Adelaide Fringe will create a spectacular corridor of light connecting the city’s eastern parklands to the Riverbank precinct during next year’s festival.
The Parade of Light will transform both sides of North Terrace with buildings serving as canvases for an array of magnificent light projections.
The Parade of Light will include the spectacular luminous outdoor light show, Aurora Borealis, aka the Northern Lights.
Northern Lights is known as one of the most spectacular natural sights in the world and the Fringe is bringing it to North Terrace with lasers and haze.
The cultural boulevard will be a hive of activity and provide artists with a designated public space to interact with audiences across all 31 nights of the Fringe.
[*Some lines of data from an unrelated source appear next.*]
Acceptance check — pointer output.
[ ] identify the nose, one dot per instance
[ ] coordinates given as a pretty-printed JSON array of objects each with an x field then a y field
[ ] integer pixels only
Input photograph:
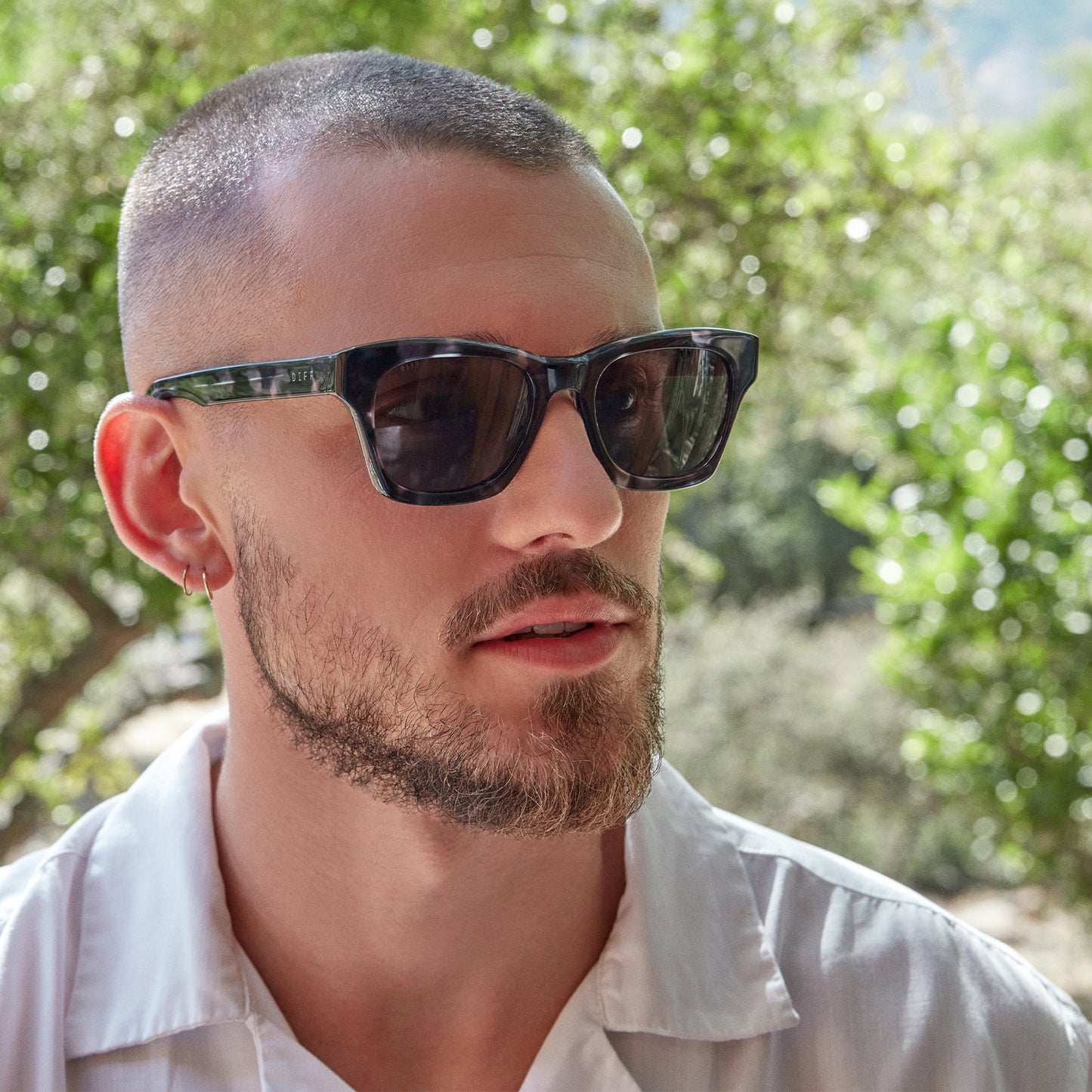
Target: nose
[{"x": 561, "y": 498}]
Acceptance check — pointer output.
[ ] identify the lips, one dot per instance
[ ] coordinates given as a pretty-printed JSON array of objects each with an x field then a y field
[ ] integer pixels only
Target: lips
[
  {"x": 549, "y": 630},
  {"x": 557, "y": 617}
]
Adelaide Fringe’s opening celebrations have evolved over the years, from a street party in Hindley Street to an afternoon parade on Rundle Street, to a night time parade along King William Street and North Terrace.
Adelaide Fringe Director and CEO Heather Croall said this exciting new initiative would see the parade format reinvented for next year’s festival into 31 nights of spectacular projections and a street party.
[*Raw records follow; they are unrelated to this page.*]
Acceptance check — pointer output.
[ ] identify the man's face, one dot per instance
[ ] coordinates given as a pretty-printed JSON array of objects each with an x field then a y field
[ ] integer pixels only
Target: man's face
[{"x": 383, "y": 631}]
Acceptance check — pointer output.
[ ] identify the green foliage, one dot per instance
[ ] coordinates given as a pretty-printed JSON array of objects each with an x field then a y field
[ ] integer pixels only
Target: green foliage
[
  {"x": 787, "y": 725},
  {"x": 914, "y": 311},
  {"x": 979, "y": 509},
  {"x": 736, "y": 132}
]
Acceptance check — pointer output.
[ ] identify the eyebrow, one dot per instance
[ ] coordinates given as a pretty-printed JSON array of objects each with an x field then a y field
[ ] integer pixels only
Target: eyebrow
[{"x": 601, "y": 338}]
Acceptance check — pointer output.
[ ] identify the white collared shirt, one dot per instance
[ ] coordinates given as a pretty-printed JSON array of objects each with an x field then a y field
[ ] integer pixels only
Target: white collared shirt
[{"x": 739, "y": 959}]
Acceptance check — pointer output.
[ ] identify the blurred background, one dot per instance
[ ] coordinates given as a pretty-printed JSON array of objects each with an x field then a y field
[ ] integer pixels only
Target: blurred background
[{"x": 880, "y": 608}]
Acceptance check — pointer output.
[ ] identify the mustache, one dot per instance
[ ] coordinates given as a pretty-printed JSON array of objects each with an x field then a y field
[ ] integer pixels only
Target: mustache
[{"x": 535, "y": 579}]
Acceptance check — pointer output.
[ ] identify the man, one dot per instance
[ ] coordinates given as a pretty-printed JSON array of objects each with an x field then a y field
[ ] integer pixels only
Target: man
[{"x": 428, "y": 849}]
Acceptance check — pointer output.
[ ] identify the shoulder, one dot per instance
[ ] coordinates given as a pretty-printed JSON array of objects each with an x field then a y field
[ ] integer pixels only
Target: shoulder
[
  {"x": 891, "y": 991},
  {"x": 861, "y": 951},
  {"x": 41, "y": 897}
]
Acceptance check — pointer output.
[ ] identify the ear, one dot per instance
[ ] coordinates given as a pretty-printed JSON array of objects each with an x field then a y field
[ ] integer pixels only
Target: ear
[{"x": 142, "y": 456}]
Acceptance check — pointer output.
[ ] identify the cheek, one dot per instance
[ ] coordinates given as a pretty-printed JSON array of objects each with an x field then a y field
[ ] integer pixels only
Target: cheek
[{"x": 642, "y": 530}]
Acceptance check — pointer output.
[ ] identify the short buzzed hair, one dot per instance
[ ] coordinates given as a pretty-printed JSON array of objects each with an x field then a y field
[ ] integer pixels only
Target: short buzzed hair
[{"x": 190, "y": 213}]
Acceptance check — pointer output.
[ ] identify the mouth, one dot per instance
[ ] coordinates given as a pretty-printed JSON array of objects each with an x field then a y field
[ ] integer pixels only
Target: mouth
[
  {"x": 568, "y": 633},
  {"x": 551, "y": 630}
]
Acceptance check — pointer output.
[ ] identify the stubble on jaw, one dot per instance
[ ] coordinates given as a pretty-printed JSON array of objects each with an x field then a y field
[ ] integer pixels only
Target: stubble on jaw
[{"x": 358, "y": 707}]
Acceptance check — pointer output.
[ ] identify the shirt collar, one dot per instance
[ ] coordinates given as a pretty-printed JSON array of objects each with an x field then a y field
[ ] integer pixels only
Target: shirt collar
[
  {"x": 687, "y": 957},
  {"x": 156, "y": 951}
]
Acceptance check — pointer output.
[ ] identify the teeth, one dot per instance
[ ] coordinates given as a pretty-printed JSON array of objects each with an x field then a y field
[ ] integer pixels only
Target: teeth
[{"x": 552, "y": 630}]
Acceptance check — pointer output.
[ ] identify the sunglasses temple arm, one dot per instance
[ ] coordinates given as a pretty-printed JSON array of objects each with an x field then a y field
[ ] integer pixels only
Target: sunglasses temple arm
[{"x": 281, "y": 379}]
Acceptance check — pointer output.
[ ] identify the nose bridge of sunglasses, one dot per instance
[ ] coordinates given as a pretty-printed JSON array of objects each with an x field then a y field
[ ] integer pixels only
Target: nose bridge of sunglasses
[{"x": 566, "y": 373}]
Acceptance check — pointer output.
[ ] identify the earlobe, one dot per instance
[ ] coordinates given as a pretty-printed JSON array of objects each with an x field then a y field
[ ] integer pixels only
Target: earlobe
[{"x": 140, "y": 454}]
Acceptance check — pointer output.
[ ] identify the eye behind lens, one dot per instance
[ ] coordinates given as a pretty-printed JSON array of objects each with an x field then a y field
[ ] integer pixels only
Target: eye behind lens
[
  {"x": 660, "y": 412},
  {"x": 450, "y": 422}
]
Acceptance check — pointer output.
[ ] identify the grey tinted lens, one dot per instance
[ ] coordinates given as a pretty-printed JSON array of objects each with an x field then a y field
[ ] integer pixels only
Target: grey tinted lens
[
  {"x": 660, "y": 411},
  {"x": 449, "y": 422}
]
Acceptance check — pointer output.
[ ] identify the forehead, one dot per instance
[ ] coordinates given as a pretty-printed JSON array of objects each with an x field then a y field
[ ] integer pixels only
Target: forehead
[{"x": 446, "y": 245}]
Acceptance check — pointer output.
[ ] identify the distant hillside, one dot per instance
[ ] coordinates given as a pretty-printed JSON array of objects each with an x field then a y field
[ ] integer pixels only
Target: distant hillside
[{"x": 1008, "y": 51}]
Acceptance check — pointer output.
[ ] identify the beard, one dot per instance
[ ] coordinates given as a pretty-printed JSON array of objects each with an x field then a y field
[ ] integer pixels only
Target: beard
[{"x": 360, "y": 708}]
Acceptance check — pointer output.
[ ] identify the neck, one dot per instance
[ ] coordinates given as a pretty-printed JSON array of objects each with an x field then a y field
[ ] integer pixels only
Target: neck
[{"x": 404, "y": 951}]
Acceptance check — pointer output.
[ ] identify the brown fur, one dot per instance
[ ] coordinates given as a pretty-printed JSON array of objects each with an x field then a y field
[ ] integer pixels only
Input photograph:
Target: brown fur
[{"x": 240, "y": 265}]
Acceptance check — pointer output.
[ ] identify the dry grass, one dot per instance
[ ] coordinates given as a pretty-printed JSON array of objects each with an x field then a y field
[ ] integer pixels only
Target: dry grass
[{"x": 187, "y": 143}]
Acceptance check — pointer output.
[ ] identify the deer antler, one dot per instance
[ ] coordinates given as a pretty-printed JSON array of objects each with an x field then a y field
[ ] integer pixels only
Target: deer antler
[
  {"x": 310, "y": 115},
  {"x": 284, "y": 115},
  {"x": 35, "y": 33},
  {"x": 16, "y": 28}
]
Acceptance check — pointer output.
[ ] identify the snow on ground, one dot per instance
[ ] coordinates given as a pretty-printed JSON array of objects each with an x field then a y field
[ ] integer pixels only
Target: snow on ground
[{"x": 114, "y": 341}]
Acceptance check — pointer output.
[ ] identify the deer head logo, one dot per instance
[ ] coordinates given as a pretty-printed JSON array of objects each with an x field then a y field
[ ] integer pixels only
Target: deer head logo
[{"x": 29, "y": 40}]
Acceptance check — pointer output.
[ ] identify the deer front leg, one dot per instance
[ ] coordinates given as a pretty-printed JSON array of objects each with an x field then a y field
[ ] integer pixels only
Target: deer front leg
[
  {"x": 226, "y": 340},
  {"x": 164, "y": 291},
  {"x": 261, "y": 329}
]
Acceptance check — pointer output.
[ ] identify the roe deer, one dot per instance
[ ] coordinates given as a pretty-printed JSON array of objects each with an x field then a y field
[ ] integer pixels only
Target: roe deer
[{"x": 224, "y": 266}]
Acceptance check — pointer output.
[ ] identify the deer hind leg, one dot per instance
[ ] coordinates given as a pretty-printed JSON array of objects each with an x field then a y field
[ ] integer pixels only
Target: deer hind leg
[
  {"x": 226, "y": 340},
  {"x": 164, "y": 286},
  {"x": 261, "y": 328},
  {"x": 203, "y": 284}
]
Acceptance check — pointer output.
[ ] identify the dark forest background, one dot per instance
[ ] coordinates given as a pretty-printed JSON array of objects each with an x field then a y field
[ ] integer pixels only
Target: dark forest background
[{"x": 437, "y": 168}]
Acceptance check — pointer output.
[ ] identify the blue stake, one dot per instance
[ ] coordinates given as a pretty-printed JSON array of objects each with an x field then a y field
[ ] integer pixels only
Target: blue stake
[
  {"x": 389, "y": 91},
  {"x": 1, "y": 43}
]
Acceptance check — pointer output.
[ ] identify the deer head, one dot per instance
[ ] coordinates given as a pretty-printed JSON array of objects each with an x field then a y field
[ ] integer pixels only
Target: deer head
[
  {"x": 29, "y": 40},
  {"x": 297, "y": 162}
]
“The Fringe opening ceremony, led by Karl Telfer, will lead into the switching on of the projections. North Terrace forecourts will come alive with Fringe artists performing in a big street party celebration. The Parade of Light will activate North Terrace every night of the Fringe, providing a colourful corridor as people promenade from the East End to the Riverbank precinct!” Ms Croall said.
The cultural institutions that will be illuminated include the State Library of South Australia, the South Australian Museum, the Art Gallery of South Australia and the University of Adelaide.
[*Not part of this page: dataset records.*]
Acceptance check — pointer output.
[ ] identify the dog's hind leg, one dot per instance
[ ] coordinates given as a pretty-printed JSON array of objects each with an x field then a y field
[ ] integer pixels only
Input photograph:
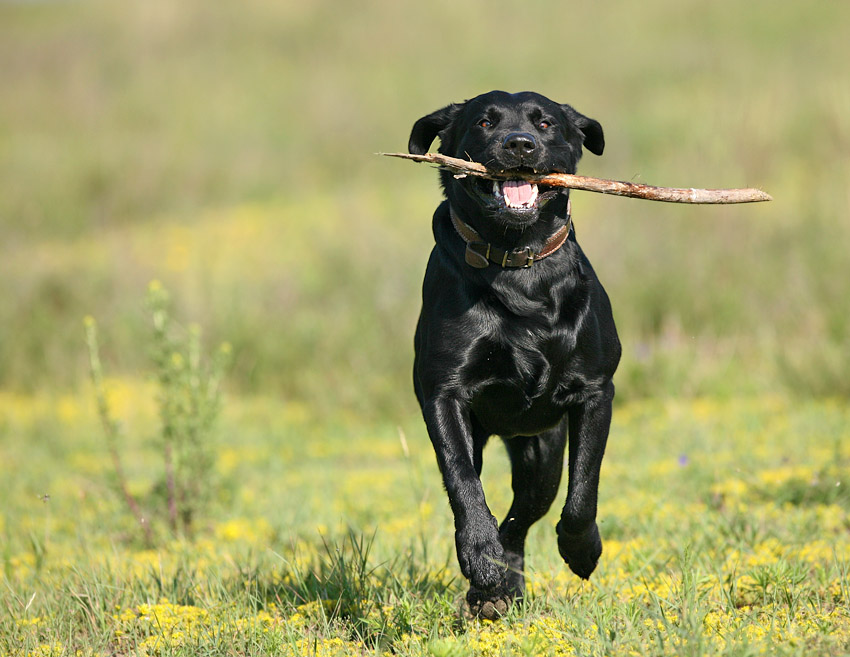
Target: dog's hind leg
[
  {"x": 536, "y": 466},
  {"x": 578, "y": 535}
]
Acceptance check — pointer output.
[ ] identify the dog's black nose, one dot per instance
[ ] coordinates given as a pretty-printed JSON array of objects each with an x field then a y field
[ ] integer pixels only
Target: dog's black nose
[{"x": 519, "y": 143}]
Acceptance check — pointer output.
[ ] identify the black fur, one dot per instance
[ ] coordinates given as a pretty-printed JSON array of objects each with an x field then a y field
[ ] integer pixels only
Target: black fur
[{"x": 525, "y": 354}]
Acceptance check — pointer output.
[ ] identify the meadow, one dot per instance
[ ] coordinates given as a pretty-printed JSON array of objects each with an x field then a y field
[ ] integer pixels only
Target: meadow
[{"x": 227, "y": 150}]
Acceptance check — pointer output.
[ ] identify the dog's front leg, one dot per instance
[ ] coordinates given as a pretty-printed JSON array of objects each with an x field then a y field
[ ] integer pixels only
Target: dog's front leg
[
  {"x": 479, "y": 552},
  {"x": 578, "y": 535}
]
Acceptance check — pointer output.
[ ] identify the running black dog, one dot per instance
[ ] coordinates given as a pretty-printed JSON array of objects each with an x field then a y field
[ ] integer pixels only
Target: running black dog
[{"x": 516, "y": 337}]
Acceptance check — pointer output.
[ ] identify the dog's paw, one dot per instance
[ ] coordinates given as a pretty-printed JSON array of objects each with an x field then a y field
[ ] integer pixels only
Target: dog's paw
[
  {"x": 482, "y": 559},
  {"x": 581, "y": 551},
  {"x": 490, "y": 605}
]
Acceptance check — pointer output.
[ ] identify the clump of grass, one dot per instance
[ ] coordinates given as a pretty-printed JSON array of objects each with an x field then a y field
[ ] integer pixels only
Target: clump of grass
[{"x": 189, "y": 401}]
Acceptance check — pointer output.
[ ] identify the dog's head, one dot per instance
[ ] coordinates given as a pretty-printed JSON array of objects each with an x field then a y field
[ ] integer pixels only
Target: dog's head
[{"x": 523, "y": 132}]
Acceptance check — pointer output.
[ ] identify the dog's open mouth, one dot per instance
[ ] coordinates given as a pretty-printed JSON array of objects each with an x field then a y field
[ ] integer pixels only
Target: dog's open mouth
[{"x": 516, "y": 194}]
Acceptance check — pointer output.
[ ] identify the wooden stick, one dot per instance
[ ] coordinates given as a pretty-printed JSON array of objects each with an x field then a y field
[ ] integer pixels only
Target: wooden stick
[{"x": 616, "y": 187}]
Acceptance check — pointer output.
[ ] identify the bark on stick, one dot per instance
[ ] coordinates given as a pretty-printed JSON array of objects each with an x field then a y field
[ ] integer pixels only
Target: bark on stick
[{"x": 600, "y": 185}]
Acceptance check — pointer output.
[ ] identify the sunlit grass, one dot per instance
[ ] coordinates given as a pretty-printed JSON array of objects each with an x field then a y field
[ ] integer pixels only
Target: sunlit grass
[{"x": 725, "y": 526}]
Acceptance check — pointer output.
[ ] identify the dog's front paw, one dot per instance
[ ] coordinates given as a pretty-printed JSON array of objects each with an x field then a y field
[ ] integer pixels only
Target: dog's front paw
[
  {"x": 481, "y": 558},
  {"x": 581, "y": 551},
  {"x": 490, "y": 605}
]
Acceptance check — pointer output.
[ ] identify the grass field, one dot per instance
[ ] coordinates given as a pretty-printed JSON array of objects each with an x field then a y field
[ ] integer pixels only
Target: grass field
[{"x": 227, "y": 150}]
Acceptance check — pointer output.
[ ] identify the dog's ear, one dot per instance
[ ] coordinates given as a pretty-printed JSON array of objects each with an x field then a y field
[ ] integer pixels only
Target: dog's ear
[
  {"x": 594, "y": 140},
  {"x": 428, "y": 128}
]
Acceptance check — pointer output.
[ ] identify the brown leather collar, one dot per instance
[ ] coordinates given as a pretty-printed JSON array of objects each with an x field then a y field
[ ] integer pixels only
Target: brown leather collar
[{"x": 480, "y": 254}]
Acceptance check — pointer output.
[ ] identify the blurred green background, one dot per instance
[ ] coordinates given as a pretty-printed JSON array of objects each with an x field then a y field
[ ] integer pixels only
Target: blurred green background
[{"x": 227, "y": 149}]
Adelaide Fringe Chair David Minear said the festival was known for the way it transformed the city into an artistic wonderland and the Parade of Light would take this to even greater heights.
“It’s going to be absolutely magical. The projections and activations along the boulevard for the month-long festival season will give audiences plenty to enjoy and explore as they walk between Fringe shows,” Mr Minear said.
Meanwhile, Gluttony Director Daniel Michael said: “When I heard the fringe parade was being replaced with a light installation between the East End and the Riverbank I was so pleased. The parade is vulnerable to weather as it’s only at a particular time and night. Having something that lasts the whole festival means everyone can have a chance to enjoy it at a time of their choosing. Bravo!”
Art Gallery of SA Director Nick Mitzevich said: “In 2016 we were thrilled to work closely with the Adelaide Fringe and Adelaide artist Tom Moore to transform the Gallery building into an illuminate glass sculpture. We’re looking forward to 2018 and to taking art and light to a whole new level.”